What role does the schools play in identifying these type of children?
1.  Lori Moriarty
 There are seven stages in the Comprehensive Community Response to DEC. The schools play a critical role in several. The first stage is prevention. Prevention activities are fundamental to the operation and success of the criminal justice and human service system. These activities target general education to prevent the onset of problem behaviors related to methamphetamine and other drug use. Prevention activities emphasize education, opportunity structures, capacity building, social support, and skill development for the general population and for populations at risk of developing problem behaviors.
2.  Lori Moriarty
 The schools play a critical role in identifying drug endangered children, especially since they see these children (or know their patterns of missing school) on a daily basis.
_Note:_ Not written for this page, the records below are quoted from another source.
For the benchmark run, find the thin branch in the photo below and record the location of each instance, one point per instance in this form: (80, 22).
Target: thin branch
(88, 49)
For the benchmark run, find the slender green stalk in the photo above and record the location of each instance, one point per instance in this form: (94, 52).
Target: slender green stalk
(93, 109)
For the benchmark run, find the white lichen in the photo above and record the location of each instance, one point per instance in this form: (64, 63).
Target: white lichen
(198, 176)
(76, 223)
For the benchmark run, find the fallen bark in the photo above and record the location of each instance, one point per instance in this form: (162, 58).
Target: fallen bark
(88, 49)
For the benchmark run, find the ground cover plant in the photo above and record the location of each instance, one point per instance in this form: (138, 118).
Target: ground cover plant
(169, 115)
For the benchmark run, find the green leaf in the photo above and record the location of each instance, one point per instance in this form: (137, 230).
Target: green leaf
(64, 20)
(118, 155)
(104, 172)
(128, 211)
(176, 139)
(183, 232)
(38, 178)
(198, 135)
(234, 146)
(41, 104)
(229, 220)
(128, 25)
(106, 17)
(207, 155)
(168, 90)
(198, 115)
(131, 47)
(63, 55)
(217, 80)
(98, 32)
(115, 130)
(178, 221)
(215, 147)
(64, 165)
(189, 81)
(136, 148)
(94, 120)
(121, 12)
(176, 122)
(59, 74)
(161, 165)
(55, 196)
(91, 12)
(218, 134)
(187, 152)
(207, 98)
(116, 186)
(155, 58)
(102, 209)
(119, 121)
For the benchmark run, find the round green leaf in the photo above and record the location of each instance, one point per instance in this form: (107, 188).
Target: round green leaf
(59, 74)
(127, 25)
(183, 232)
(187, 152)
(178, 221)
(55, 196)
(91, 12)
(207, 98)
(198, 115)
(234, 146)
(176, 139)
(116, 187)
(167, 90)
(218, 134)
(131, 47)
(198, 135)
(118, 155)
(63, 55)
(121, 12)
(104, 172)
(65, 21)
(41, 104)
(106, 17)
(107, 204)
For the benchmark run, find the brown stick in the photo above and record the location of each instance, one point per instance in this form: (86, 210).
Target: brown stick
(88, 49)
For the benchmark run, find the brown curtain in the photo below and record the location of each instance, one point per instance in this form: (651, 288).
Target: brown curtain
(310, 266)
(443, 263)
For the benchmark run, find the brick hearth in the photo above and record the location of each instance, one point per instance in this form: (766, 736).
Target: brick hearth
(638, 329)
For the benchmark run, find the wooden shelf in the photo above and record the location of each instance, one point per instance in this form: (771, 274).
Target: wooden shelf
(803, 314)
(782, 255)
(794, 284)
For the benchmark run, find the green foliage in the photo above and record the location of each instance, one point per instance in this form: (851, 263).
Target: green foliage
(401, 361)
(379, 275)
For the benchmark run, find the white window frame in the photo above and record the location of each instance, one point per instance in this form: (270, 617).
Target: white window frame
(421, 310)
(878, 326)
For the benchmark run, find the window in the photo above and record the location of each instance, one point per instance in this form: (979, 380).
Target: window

In the NADEC blueprint (which was discussed at this years National DEC Conference) it will be important to bring the schools into the process. The blueprint identifies stages of the Comprehensive Response to DEC and the schools are critical in several stages to include initial identification.
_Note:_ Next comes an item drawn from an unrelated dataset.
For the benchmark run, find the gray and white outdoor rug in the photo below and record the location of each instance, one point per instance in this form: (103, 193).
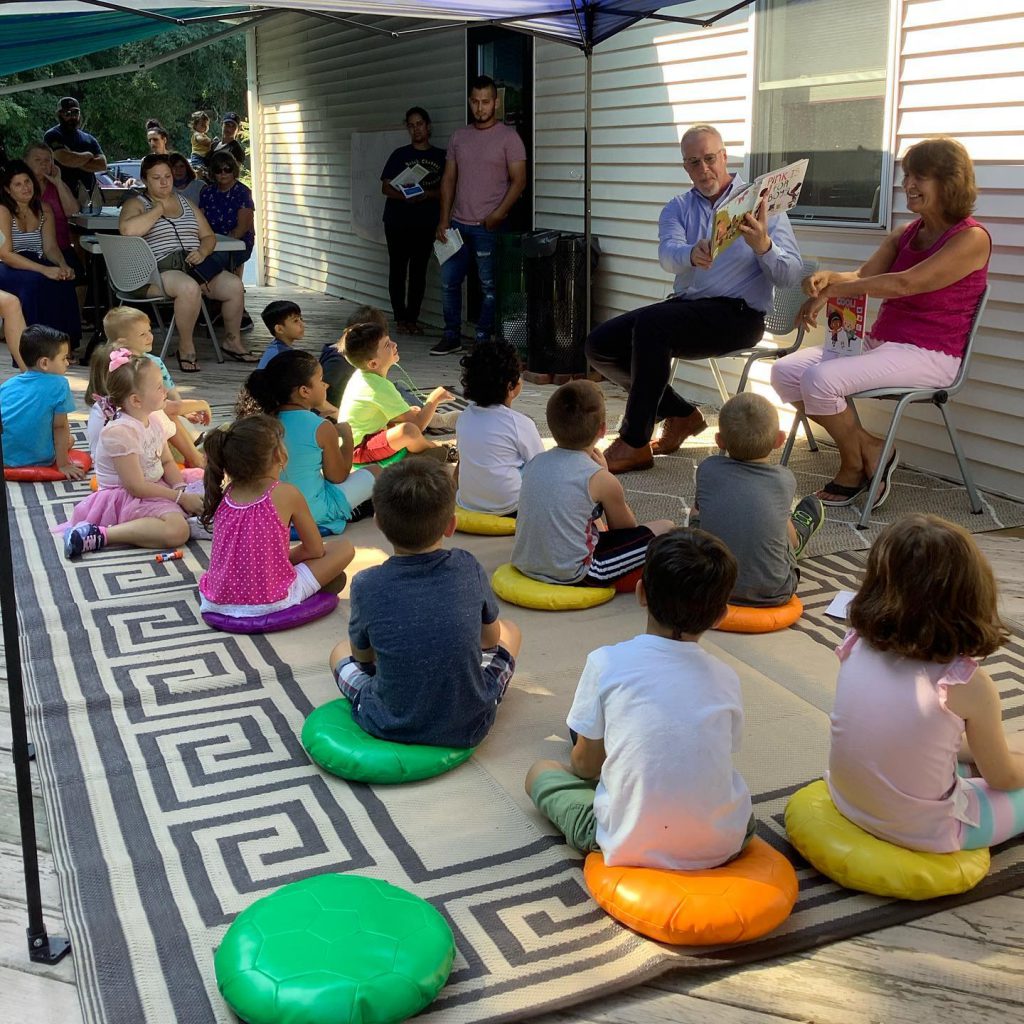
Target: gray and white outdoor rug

I am also interested in direct service working with children and mothers who may be affected by drugs. Working in a shelter environment, I have experienced children who witnessed or were surrounded by parents and/or relatives and friends using. Are there direct physical symptoms that may appear? Is talking about these situations with the children always an appropriate response?
1.  Holly
 Although there may be physical symptoms of drug exposure, children's words may be the greater indication of exposure. Children may describe stinky stuff which is usually marijuana--they know the difference between this and cigarettes. They may talk about cooking medicine or taking vitamins. Remember that children's perspectives are shaped by their environment. Sleep disturbance due to fear is a complaint many children have as well as the stress associated with the pressure of adult responsibility they must take because of adult addiction. It is appropriate to talk with children who initiate conversation. The rules of a drug home are: Don't talk, don't trust, and don't feel. Children take a great risk to share information at all. It is the role of adults in their lives to hear their stories and to assist if they are in danger. Hope this helps.
2.  Lori Moriarty
 I will forward this question onto the members of our NADEC Working Groups, so you can get the perspective of many different professionals working in this area.